利用多級雜訊整形及雜訊耦合技巧之離散時間三角積分調變器設計

Abstract

在現代物聯網(IoT)系統的應用中，高精度的類比數位轉換器(ADC)對於訊號的處理至關重要，影響著整體系統的性能表現。本篇論文將提出兩種不同架構的類比數位轉換器設計，以滿足物聯網設備對於高效能與低功耗的需求。 晶片一為一離散時間之三角積分調變器，以多級雜訊整形(Multi Stage Noise Shaping)來實現高階雜訊整形(Noise Shaping)，並以偽偽差動架構(Pseudo-Pseudo-Differential)來解決單端系統的非線性問題，再採用一個六位元的逐次逼近之類比數位轉換器(SAR ADC)和比較器用來組成另一個多級雜訊整形架構，此架構有助於解決多位元數位類比轉換器(DAC)的非線性問題，同時提升有效位元(ENOB)。此電路在TSMC 180nm製程實現，晶片核心面積為0.466平方毫米，功耗為191.7微瓦，在1 kHz的頻寬下實現了14.13位元的解析度，並達到了92.04 dB的動態範圍。 晶片二同樣採用離散時間三角積分調變器的架構，核心設計為一個二階調變器，並結合一階雜訊耦合(Noise Coupling)整形技術，以實現三階雜訊整形。為了降低系統的功耗與面積，電路運用了運算放大器共享(OTA Sharing)技術，此外，量化器採用四位元的逐次逼近類比數位轉換器，以減少量化雜訊所帶來的干擾，同時以一增量加權平均演算法(Incremental Data Weight Average)來補償多位元數位類比轉換器因不匹配所產生的非線性諧波。此電路同樣在TSMC 180nm製程實現，晶片核心面積為0.273平方毫米，功耗為110.3微瓦，在16 kHz的頻寬下實現了14.5位元的解析度，並達到了170.7 dB的性能指標。

In modern Internet of Things (IoT) applications, a high-precision analog-to-digital converter (ADC) plays a crucial role in signal processing, directly impacting the overall system performance.
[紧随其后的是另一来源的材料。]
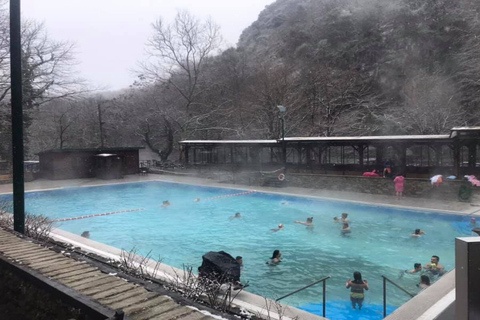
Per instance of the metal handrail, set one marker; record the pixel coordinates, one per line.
(308, 286)
(385, 279)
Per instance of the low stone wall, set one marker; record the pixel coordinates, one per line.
(20, 300)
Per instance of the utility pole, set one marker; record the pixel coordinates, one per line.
(283, 111)
(17, 117)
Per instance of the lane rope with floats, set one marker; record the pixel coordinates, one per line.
(230, 195)
(98, 215)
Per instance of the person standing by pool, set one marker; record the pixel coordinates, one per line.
(239, 260)
(424, 282)
(357, 288)
(399, 182)
(276, 258)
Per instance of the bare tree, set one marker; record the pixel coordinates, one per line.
(431, 105)
(179, 53)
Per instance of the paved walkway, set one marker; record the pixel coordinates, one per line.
(110, 291)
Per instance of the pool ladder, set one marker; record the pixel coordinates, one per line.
(385, 279)
(323, 280)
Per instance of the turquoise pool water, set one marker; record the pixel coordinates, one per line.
(380, 242)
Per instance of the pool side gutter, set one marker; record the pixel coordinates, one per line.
(253, 303)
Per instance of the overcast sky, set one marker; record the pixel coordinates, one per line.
(110, 35)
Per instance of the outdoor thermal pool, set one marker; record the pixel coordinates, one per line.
(380, 242)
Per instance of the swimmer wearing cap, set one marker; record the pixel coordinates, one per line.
(280, 227)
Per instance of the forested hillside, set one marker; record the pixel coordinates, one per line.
(340, 67)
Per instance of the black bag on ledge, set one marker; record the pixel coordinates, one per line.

This thesis proposes two different ADC architectures to meet the high-performance and low-power requirements of IoT devices. Chip 1 is a discrete-time delta-sigma modulator (DTDSM) that employs a 2-1 multi-stage noise shaping to achieve high-order noise shaping. A six-bit successive approximation register (SAR) ADC and a comparator are used to form another multi-stage noise shaping structure, which helps to address the nonlinearity issues in multi-bit DAC and improve the resolution. Additionally, a pseudo-pseudo-differential architecture is adopted to mitigate nonlinearity issues in a single-ended system. This circuit is implemented in the TSMC 180nm process, with a core area of 0.466 mm² and a power consumption of 191.7 µW. It achieves a resolution of 14.13 bits within a 1 kHz bandwidth, a dynamic range of 92.04 dB. Chip 2 also adopts a DTDSM architecture, featuring a 2nd-order modulator combined with 1st-order noise coupling to achieve 3rd-order noise shaping. To reduce power consumption and chip area, the circuit employs the OTA sharing technique. Furthermore, a four-bit SAR ADC is used as the quantizer to minimize interference caused by quantization noise. An incremental data weight average algorithm is implemented to compensate for harmonic distortion caused by the mismatch in multi-bit DACs. It is also fabricated in the TSMC 180nm process, with a core area of 0.273 mm² and a power consumption of 110.3 µW. It achieves a resolution of 14.5 bits within a 16 kHz bandwidth, and a FoMSNDR of 170.7 dB.